Sister wins Olympic Bronze - Olympic Committee shuts up athletes

First of all, congratulations sister and Team Finland for Olympic Bronze medal! That was an awesome job you did in women's hockey at Vancouver. There are couple of things that made this very special for Terhi:
  • she was dropped off (for some reason that I don't really understand) from Finnish national team couple years ago and now she made an outstanding come back to international elite
  • she was participating Olympic games in Salt Lake City in 2002 and Torino in 2006, but never got a medal  - losing the Bronze medal game in these Olympics
  • she has been so determined, dedicated and focused into these Games in Vancouver, although she broke her finger just before Christmas - scaring her a while with a thought that she couldn't play in the Olympics
It has been very interesting to follow her closely and I'm sure that very few people in the audience really know what it takes before hand. They only see the best parts - the final result in the score board. I played around 50 games in first division, second level in Finland, long time ago, but I know it takes lots of sweat, blood and tears...Terhi has been one active (or perhaps the only one) Finnish athletes blogging during the Olympic games. 
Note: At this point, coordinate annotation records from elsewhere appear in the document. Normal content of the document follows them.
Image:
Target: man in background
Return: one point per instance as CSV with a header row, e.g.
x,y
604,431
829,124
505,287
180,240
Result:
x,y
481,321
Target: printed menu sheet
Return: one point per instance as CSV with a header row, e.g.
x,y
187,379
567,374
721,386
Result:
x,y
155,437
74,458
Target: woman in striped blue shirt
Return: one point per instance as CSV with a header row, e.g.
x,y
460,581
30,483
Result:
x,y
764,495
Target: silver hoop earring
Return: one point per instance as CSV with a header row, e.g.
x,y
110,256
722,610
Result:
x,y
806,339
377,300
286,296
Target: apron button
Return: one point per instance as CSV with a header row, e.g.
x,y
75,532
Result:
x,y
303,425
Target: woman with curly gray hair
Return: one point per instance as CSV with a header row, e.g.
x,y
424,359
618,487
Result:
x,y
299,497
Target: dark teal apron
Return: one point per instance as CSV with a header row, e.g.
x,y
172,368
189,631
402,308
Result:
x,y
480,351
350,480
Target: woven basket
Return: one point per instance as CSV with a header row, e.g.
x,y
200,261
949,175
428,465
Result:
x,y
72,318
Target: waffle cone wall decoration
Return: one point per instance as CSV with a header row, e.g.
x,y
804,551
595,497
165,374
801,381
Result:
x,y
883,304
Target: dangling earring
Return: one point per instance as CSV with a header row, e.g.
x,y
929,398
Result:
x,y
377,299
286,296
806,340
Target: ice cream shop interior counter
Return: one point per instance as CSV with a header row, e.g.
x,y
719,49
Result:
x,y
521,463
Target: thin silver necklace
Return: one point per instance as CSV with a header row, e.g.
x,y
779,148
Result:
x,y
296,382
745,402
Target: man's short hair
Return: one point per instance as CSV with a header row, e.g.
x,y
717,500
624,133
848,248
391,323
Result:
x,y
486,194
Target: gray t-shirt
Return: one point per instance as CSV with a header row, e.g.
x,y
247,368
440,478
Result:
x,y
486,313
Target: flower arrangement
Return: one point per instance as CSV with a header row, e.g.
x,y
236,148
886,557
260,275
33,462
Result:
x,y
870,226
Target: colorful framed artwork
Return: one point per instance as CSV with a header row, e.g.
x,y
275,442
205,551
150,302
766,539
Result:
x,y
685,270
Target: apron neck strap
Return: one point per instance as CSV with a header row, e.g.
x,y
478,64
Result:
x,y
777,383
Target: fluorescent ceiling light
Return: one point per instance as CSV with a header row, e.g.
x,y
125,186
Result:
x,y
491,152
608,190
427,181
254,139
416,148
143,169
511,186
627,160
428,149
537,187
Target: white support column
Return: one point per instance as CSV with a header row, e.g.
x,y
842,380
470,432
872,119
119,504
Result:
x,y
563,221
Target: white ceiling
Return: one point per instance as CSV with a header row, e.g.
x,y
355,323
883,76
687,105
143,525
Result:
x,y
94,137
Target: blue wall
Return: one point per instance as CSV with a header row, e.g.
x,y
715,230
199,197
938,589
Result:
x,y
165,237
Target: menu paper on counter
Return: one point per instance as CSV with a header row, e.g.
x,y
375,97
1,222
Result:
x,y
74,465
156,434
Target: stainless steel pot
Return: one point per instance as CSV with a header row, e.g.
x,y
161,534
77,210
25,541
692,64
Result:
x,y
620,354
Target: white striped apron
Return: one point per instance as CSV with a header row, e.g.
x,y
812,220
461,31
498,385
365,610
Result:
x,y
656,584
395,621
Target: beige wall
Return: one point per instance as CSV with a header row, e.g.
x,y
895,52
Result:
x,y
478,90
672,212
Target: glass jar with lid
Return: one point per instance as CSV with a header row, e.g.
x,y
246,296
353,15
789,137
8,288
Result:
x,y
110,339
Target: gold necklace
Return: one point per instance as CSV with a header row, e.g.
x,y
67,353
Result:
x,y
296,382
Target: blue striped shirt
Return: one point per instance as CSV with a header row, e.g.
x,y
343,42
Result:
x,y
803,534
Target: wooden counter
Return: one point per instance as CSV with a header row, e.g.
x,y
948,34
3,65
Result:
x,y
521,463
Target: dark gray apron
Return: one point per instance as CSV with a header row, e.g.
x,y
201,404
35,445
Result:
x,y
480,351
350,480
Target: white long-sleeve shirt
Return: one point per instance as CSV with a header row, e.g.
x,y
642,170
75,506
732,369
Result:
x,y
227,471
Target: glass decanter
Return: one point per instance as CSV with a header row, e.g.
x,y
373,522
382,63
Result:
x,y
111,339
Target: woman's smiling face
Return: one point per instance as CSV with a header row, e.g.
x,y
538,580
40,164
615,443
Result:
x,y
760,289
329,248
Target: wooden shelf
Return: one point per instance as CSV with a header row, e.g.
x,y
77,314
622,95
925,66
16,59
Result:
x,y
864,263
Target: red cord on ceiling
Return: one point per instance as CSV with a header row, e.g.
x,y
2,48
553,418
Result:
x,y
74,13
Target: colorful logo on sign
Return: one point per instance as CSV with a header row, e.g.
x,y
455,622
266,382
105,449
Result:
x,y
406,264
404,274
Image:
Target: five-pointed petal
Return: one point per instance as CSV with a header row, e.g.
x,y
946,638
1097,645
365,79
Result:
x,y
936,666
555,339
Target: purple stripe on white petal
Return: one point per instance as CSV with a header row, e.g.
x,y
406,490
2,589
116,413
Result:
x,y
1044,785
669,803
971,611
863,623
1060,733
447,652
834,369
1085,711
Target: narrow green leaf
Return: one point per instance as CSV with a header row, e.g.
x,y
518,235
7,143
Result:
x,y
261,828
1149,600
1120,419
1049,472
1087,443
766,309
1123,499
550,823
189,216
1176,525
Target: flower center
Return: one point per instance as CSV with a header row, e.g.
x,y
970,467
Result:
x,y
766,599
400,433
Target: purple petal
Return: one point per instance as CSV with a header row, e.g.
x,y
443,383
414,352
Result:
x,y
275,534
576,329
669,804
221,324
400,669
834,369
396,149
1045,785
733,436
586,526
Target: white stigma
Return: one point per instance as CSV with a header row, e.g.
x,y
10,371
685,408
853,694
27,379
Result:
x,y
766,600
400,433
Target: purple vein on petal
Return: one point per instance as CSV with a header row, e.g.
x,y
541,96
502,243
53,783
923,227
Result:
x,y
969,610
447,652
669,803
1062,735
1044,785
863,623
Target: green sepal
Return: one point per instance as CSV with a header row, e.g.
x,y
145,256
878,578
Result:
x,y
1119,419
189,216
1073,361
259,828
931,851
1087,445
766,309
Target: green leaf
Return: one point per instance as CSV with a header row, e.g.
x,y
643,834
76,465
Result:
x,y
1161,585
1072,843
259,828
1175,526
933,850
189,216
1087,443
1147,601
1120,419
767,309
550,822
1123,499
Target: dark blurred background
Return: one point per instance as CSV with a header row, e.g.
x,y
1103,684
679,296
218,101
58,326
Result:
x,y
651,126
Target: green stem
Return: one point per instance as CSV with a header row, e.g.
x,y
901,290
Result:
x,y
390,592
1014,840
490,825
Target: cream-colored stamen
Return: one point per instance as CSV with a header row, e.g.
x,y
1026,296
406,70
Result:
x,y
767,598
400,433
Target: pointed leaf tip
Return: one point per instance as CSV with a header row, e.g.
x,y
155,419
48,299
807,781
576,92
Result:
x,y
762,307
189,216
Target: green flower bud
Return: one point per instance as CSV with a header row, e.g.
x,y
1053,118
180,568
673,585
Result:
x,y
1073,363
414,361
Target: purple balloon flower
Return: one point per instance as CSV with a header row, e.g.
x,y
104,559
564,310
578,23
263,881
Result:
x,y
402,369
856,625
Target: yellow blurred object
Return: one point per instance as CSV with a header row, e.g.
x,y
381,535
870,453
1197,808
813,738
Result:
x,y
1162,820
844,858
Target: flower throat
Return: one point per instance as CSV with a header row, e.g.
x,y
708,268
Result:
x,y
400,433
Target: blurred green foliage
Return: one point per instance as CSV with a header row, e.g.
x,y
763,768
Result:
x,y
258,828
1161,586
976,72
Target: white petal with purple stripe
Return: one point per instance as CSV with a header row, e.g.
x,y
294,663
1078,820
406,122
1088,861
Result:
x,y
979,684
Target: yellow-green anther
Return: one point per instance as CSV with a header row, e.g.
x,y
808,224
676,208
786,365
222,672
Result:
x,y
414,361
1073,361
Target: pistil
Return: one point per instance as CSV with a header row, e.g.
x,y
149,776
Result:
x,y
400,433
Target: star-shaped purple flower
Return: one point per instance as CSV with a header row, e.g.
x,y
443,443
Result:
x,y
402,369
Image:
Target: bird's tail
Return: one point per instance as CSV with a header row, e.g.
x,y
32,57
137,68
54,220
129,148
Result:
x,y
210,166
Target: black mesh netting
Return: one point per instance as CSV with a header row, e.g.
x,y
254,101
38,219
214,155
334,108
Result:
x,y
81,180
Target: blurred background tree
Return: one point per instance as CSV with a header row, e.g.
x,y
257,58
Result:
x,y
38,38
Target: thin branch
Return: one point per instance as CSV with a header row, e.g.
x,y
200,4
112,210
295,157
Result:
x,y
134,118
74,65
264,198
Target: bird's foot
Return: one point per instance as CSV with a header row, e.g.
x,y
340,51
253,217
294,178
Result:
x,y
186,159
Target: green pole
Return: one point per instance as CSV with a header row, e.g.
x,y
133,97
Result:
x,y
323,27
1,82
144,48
Marmai.fi wrote (in Finnish) that it's a shame that Finnish athletes are not blogging. It's not a surprise because there has been contradictories from representatives of Team Finland. Reading Terhi's blog posts and tweets has made the whole hockey tournament and Olympics even more interesting. When I heard that there are rules for blogging, first I thought it was a good thing. After reading International Olympic Committee's blogging guidelines (pdf), I was stunned.
The more I think about it, the more angry I get.
You can read those guidelines for yourself, but to me it means that IOC is restricting athletes' freedom of speech. I give you a simple example: according to these guidelines, let's say two players in Team Finland, can't agree that they will do little video interview and put it online through a blog? I just don't understand why an earth these guidelines are so strict? 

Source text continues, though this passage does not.